Toda esta alegre confusión de imposibles plantea varias dudas y muchas preguntas. Ante todo, ¿por qué el límite gallego? ¿No son Castilla, Valencia o Baleares igualmente «históricas»? En segundo lugar, ¿Existe un derecho histórico a la autodeterminación?; es más, ¿hasta qué punto han influido los intereses partidistas en la definición de los derechos históricos? Por último, se da la gran paradoja de que los «derechos históricos» afirmados para regiones más o menos modernas, como el País Vasco, o países de ciencia ficción, como Euskalherria, son negados a los verdaderos y genuinos «territorios históricos» que sirvieron de pretexto a la polémica. A continuación se debatirá, en consecuencia, la razón que lleva a los nacionalistas y sus acólitos a fijar en uno u otro punto el límite de la titularidad de «derechos históricos».
Cuando en 1880 se planteó dar un último impulso a la codificación del Derecho español, el ministro Álvarez Bugallal incluyó entre las regiones «forales», es decir, con normas jurídicas propias que iban a verlas respetadas por el Código Civil. Sin embargo aquel no pasó de ser un capricho del ministro, pues Galicia tenía unas costumbres jurídicas no más divergentes de las que iban a ser normas comunes que Asturias, la Montaña, los demás valles del Norte de Castilla, las comarcas ibéricas, etc.. La especificidad gallega, sin embargo, fue considerada «foral» por razones simplemente políticas -los favores políticos del caciquismo canovista-, y así Galicia se encontró siendo «foral» junto a la Corona de Aragón, Navarra y el País Vasco. Sin duda otras provincias tanto o igualmente peculiares perdieron su costumbre, que en ninguno de los casos superaba lo anecdótico. Pues bien, ese «foralismo» gallego impulsó intelectualmente el neonato nacionalismo gallego, y ha permitido que Miguel Herrero considere a Galicia «nación». Si en 1880 el ministro de Justicia hubiese sido de Santander, o de Cáceres, tendríamos ahora, sólidamente basadas en su foralidad, las naciones montañesa o extremeña. ¿Tiene Galicia, en virtud de este hecho, más o menos derecho a la autodeterminación que vascos, catalanes, navarros o cacereños?

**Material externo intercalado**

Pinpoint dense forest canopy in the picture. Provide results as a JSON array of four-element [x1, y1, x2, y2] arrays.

En realidad tienen razón los más intransigentes nacionalistas vascos: con la Constitución en la mano sólo los territorios que conservaron sus fueros después de las revoluciones liberales son poseedores de ciertos derechos históricos colectivos, privativos de cada uno de ellos. La foralidad, después de la Constitución de Cádiz, definía una suerte de autonomía de las cuatro provincias afectadas: no de Cataluña, no de Galicia, no de Cazorla ni de Aracena de la Sierra: sólo de las tres provincias vascas y de Navarra. Este régimen autonómico siguió vigente para Navarra hasta 1982, mientras que las provincias vascas lo vieron en parte recortado y en parte suprimido con motivo de la tercera guerra carlista y de la guerra civil de 1936. Los nacionalistas afirman seriamente que los vascos han visto aplastada su independencia por la derogación foral, y que conservan en la legislación foral residual en embrión de su independencia, que deben ejercer. Nunca el Estado español, al margen de sus variaciones políticas, dio por buena esta teoría; ni Azaña ni Franco aceptaron jamás el mito nacionalista de que los vascos serían españoles sólo mientras quisieran y porque quisieran. Esto sería jurídicamente insostenible, como se ha visto.
La foralidad no genera un derecho colectivo a la autodeterminación. Los fueros, sea cual sea su origen y su categoría, se limitan a afirmar unas normas institucionales, jurídicas y fiscales, que distinguían a los vizcaínos de los guipuzcoanos, o a los alaveses de los navarros, del mismo modo en que era diferente el estatuto jurídico de los vecinos de Sepúlveda respecto al de los conquenses. Si vascos y navarros, por separado, tienen una autonomía especial, es en virtud de la proclamación constitucional de la misma, pero obviamente dentro de los límites de dicha Constitución y de sus principios. Otras Comunidades no tienen esa especificidad autonómica, y sólo por un juego muy extraño de equilibrios políticos se ha podido extender a ellas la idea de «derechos históricos» en el sentido técnico. Sólo alaveses, navarros, guipuzcoanos y vizcaínos han tenido hasta hoy derechos «históricos», y esos derechos ni son sagrados e inviolables fuera de la Constitución ni pueden sacar de ésta a aquellas provincias. Que es, una vez más, en lo que se equivoca el PNV y se equivocan sus turiferarios maketos.
No deben engañarse los hombres y mujeres del Partido Popular, en especial, con este aspecto del debate sobre la identidad plural. España es una nación, sólo una nación libre y sólo un pueblo soberano, hecho que debe afirmarse desde la Constitución y desde la historia. Esta postura puede ser llamada «esencialista» por los desengañados de uno y otro signo, como el ya citado Herrero, y otros (J.M. Sánchez Prieto, «La alternativa vasca: ¿conflicto o hecho diferencial?», en «Nueva Revista», 76, julio-agosto 2001), pero la verdad vale algo más que las conveniencias políticas y que las modas intelectuales. El patriotismo que en este momento de la vida nacional puede surgir no ha de ignorar los derechos históricos regionales, pero no puede hacer de las pequeñas patrias una opción alternativa a la gran patria. Y menos, dando por buena la mentira.
Por Pascual Tamburri Bariain, 5 de diciembre de 2001.